Abstract

Decades of pairing peak flows of forested and harvested watersheds by equal chronology when evaluating the effects of forest harvesting on peak flows in paired watershed studies lately came under criticisms; and suggestions have been made to abandon the practice and pair by equal frequency instead. However, the stationarity assumption imposed by conventional frequency analyses complicates the use of frequency pairing because peak flows contain change-point and trend-shifting nonstationarities caused by continuous harvesting and forest regrowth. Here we introduce a new nonstationary frequency pairing method for evaluating harvesting effects by allowing the parameters of peak flow frequency distributions to change in time using physically based covariates. The method’s demonstration on a paired watershed study in the snow environment of British Columbia, Canada, reveals how both small (return periods < 10 years) and large (return periods > 10 years) peak flows are highly sensitive to harvesting within the critical mid-elevation south-exposed slopes of the watershed.

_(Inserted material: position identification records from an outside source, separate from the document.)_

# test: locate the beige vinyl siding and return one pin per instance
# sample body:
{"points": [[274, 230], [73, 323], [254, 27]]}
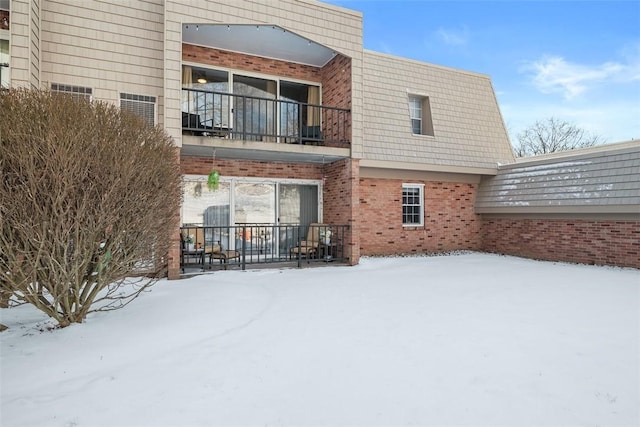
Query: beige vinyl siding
{"points": [[337, 28], [111, 47], [25, 43], [468, 130]]}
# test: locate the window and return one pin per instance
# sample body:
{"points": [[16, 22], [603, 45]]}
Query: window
{"points": [[144, 106], [4, 63], [75, 91], [420, 113], [412, 207]]}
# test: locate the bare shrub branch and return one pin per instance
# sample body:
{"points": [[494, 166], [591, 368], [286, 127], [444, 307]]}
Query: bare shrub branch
{"points": [[552, 135], [88, 193]]}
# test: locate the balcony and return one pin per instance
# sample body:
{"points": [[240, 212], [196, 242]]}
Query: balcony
{"points": [[249, 118]]}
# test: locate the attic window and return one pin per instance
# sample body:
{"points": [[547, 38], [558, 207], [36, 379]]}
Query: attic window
{"points": [[420, 114], [144, 106]]}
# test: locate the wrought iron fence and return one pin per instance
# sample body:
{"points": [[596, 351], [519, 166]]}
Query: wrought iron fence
{"points": [[211, 247], [252, 118]]}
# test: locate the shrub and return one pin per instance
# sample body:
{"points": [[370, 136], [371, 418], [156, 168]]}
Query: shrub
{"points": [[89, 197]]}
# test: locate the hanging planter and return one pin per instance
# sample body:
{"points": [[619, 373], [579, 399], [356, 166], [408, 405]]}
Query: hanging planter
{"points": [[213, 180]]}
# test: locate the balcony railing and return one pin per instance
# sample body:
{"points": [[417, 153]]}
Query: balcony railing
{"points": [[213, 247], [250, 118]]}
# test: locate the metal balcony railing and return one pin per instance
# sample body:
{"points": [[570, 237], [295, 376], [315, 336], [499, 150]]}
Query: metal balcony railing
{"points": [[250, 118], [213, 247]]}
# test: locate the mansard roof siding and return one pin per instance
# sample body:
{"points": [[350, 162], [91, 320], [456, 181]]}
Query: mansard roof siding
{"points": [[468, 127], [603, 180]]}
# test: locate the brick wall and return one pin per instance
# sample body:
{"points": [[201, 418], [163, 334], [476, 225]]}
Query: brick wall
{"points": [[257, 64], [335, 78], [340, 200], [204, 165], [581, 241], [450, 222]]}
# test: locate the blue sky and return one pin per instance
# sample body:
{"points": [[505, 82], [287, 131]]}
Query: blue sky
{"points": [[578, 61]]}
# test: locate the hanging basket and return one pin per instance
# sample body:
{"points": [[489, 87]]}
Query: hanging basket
{"points": [[213, 180]]}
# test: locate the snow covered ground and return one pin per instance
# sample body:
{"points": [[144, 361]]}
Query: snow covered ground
{"points": [[467, 339]]}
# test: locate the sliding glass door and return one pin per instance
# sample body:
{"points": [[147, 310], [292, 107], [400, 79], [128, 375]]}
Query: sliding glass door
{"points": [[254, 203], [255, 112]]}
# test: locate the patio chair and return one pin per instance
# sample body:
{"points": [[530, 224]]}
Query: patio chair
{"points": [[309, 247]]}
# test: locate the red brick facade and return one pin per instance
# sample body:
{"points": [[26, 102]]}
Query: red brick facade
{"points": [[254, 169], [599, 242], [449, 222], [340, 201]]}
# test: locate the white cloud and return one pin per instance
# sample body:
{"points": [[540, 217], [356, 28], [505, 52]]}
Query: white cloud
{"points": [[453, 37], [553, 74]]}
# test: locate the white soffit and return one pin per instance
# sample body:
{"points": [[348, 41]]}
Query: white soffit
{"points": [[268, 41]]}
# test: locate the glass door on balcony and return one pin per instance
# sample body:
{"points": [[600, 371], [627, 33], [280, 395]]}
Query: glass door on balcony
{"points": [[297, 204], [254, 115], [298, 114], [207, 104]]}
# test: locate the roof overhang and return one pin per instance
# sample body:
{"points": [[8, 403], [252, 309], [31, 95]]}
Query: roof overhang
{"points": [[269, 41]]}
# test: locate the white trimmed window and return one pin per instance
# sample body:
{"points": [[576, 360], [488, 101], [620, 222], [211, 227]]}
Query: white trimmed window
{"points": [[75, 91], [143, 106], [4, 63], [420, 114], [412, 205]]}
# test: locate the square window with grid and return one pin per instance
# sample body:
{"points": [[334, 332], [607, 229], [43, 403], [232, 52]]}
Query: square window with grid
{"points": [[412, 205], [143, 106], [75, 91]]}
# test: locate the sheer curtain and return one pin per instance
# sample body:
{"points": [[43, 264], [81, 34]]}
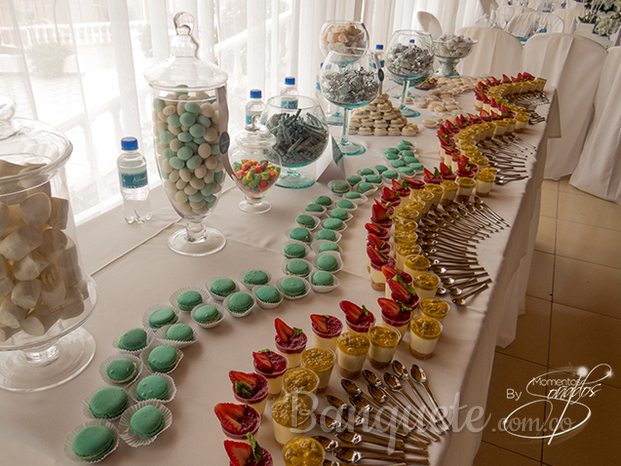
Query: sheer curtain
{"points": [[78, 64]]}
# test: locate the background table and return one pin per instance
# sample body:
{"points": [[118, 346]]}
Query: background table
{"points": [[134, 270]]}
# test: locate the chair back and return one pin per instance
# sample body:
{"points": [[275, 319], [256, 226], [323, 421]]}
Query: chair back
{"points": [[497, 53], [572, 64], [599, 168]]}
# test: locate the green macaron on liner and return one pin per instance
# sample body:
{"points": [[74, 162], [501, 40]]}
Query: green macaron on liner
{"points": [[93, 442]]}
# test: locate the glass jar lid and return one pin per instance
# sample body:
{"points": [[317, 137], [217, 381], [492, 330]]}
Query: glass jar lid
{"points": [[184, 68], [30, 151]]}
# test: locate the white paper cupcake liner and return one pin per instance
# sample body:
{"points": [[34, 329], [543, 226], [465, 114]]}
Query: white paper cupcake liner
{"points": [[225, 304], [293, 298], [151, 310], [306, 247], [175, 295], [337, 234], [288, 232], [68, 447], [264, 304], [334, 254], [132, 438], [310, 268], [213, 324], [317, 244], [324, 289], [172, 388], [86, 405], [349, 217], [218, 298], [160, 335], [108, 360], [249, 286], [332, 182], [144, 357], [115, 342]]}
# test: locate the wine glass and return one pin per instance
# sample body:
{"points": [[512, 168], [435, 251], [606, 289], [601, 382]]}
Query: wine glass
{"points": [[349, 79], [301, 137], [409, 61], [341, 35], [256, 167]]}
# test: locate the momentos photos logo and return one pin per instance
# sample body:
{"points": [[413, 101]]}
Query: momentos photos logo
{"points": [[565, 393]]}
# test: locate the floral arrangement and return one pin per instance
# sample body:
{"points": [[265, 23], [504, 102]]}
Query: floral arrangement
{"points": [[604, 14]]}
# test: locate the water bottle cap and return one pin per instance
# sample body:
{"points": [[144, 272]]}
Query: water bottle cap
{"points": [[129, 143]]}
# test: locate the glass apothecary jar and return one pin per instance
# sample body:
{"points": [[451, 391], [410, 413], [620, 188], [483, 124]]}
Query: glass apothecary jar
{"points": [[190, 119], [45, 295]]}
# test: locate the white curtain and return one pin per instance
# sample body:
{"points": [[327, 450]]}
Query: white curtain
{"points": [[78, 64]]}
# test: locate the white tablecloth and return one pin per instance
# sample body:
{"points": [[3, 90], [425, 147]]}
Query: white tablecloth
{"points": [[33, 427]]}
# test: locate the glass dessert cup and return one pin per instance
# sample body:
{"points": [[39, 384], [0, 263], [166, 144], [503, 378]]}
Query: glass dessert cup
{"points": [[349, 79], [301, 137], [256, 167], [341, 35], [449, 57], [42, 344], [190, 119], [409, 61]]}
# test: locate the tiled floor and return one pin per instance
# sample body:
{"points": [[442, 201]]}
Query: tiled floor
{"points": [[573, 320]]}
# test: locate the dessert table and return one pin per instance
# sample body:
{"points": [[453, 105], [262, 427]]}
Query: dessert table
{"points": [[134, 269]]}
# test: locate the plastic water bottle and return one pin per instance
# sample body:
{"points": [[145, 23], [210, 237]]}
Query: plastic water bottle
{"points": [[289, 94], [132, 168], [255, 105]]}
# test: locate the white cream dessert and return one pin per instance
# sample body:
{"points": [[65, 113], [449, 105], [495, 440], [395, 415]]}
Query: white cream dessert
{"points": [[351, 351], [424, 334], [384, 343]]}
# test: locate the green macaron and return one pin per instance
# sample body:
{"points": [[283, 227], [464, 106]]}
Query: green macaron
{"points": [[147, 421]]}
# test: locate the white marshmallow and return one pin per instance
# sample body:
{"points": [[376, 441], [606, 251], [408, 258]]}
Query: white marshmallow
{"points": [[19, 243]]}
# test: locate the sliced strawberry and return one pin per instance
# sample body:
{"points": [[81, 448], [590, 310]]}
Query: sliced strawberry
{"points": [[320, 322], [262, 362], [239, 452], [353, 312], [230, 416], [390, 307], [283, 330]]}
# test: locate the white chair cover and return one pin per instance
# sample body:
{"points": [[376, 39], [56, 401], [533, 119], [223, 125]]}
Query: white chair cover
{"points": [[497, 53], [599, 169], [522, 25], [572, 64], [569, 17], [429, 23]]}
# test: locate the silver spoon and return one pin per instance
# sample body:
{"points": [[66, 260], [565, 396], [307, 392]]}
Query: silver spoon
{"points": [[461, 301], [354, 456], [418, 374], [331, 445], [355, 439], [458, 291]]}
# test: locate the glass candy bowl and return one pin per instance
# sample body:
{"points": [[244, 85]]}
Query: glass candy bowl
{"points": [[301, 137], [349, 79], [409, 61], [46, 295], [256, 167], [190, 118]]}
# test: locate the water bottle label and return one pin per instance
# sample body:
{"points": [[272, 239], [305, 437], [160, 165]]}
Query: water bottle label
{"points": [[134, 180]]}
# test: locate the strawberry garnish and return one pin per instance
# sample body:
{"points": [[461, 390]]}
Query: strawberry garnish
{"points": [[239, 452], [244, 384], [320, 322], [230, 416], [390, 307], [262, 361], [353, 312], [283, 330]]}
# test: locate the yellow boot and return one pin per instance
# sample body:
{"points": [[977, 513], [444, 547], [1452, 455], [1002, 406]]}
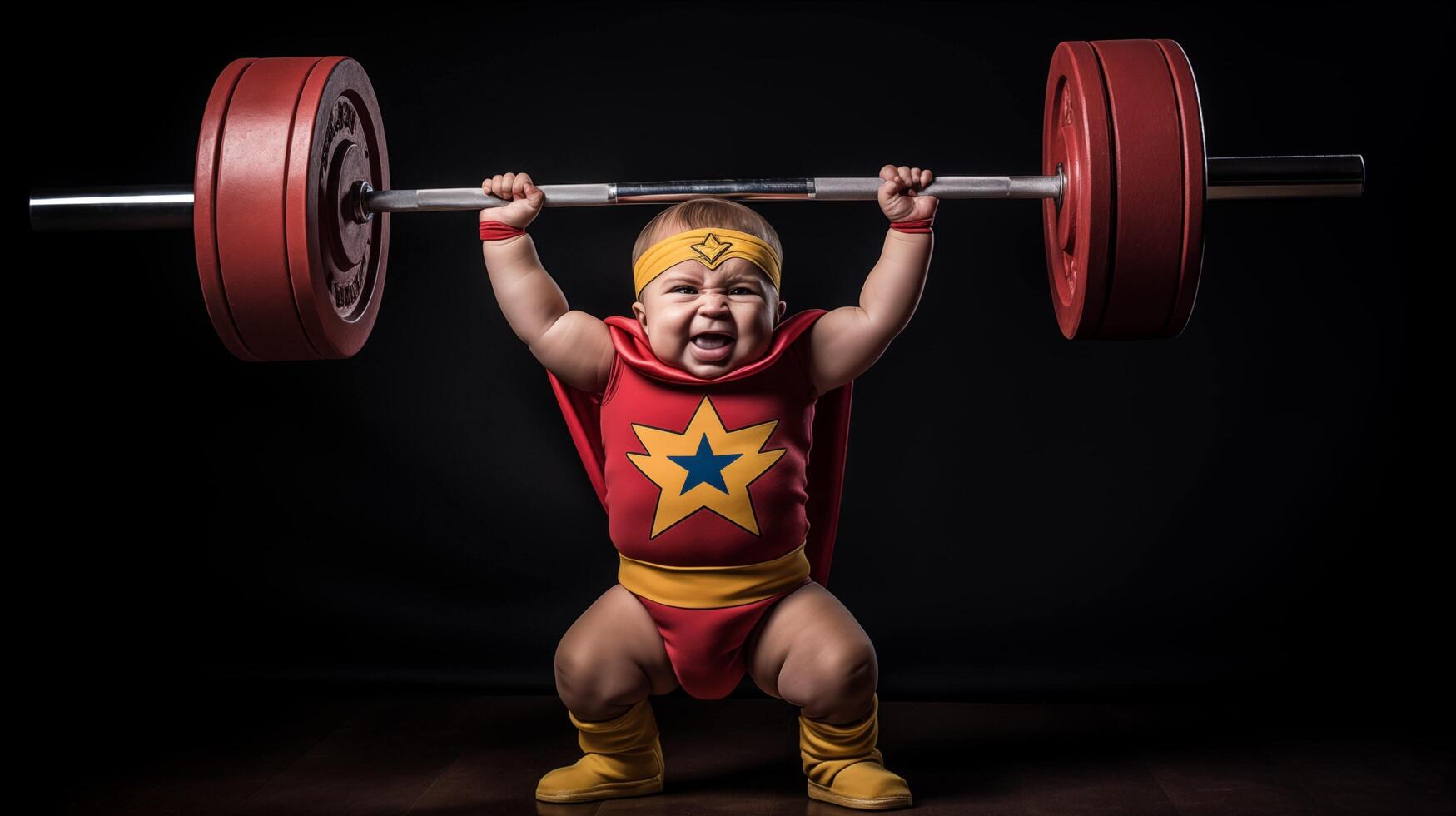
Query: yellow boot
{"points": [[845, 767], [624, 758]]}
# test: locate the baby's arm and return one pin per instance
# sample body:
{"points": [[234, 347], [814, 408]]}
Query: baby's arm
{"points": [[574, 346], [847, 341]]}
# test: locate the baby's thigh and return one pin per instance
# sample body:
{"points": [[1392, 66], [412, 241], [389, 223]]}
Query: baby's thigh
{"points": [[614, 650], [810, 646]]}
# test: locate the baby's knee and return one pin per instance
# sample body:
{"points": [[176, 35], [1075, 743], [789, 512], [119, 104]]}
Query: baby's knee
{"points": [[589, 678], [835, 675]]}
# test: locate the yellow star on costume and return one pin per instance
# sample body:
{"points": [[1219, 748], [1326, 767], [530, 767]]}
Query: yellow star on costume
{"points": [[713, 248], [707, 465]]}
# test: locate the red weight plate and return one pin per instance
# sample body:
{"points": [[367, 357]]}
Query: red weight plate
{"points": [[249, 217], [1149, 196], [1075, 134], [1195, 174], [204, 187], [336, 264]]}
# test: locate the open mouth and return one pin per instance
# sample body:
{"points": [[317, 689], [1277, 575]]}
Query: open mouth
{"points": [[713, 340]]}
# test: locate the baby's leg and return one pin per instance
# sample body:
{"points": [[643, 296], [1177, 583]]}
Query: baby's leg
{"points": [[812, 652], [612, 658]]}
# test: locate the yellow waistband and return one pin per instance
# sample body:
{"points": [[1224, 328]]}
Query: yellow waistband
{"points": [[709, 588]]}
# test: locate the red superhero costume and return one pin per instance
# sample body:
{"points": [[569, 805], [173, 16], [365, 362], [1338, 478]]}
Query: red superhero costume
{"points": [[713, 501]]}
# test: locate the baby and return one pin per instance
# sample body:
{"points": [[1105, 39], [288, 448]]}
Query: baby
{"points": [[695, 419]]}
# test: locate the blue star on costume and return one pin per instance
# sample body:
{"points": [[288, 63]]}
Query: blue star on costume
{"points": [[705, 466], [713, 472]]}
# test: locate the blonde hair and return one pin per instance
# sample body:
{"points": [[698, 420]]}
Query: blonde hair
{"points": [[696, 213]]}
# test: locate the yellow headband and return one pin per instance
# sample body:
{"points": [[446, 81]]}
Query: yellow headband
{"points": [[709, 246]]}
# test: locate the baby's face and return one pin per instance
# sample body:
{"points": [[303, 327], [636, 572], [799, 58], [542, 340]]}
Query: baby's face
{"points": [[708, 322]]}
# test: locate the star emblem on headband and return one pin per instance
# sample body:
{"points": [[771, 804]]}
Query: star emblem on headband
{"points": [[711, 248]]}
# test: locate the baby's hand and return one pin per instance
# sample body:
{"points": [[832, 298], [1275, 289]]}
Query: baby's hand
{"points": [[899, 197], [524, 200]]}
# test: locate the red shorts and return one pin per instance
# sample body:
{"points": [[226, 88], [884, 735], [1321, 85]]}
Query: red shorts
{"points": [[705, 646]]}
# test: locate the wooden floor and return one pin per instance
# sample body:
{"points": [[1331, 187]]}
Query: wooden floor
{"points": [[446, 755]]}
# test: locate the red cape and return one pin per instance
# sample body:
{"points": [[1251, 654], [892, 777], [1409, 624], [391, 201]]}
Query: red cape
{"points": [[826, 462]]}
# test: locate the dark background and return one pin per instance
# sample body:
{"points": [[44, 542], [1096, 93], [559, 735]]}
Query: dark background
{"points": [[1253, 510]]}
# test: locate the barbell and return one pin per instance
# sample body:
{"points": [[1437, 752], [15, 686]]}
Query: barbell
{"points": [[290, 198]]}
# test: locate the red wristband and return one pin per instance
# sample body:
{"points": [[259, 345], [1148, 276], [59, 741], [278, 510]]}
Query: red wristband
{"points": [[923, 225], [495, 231]]}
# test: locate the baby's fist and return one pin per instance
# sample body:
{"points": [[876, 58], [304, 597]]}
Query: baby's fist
{"points": [[900, 197], [526, 200]]}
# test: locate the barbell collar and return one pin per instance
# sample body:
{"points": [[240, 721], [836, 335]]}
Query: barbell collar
{"points": [[155, 207]]}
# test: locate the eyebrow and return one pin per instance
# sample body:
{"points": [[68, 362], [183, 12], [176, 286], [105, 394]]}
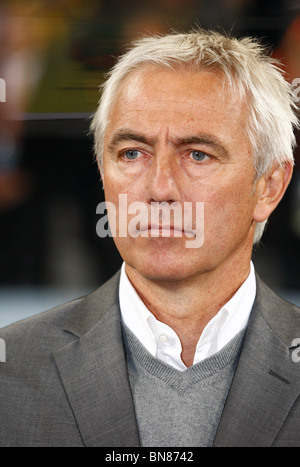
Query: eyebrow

Such outcomes challenge an age-old deterministic wisdom, but are consistent with the emerging probabilistic understanding of how forests affect peak flows. Advantages of the new method include: (i) bypassing the need for the calibration equation traditionally used in paired watershed studies, thereby eliminating some associated sources of uncertainty; (ii) making use of longer peak flow records by explicitly accounting for the physical causes of the nonstationarities, and thus more explicit inferences about the effects of harvesting on the larger peak flows; and (iii) allowing for the estimation of harvesting effects on peak flows at different points in time during the disturbance history of a watershed, thus providing a direct evaluation of the hydrologic recovery. This study falls within the newly emerging field of “attribution science” which uses a combination of observations and models to identify separately the factors that contribute to extremes. It paves the way to a wider range of applications, not just in the wider hydrology but also other geosciences.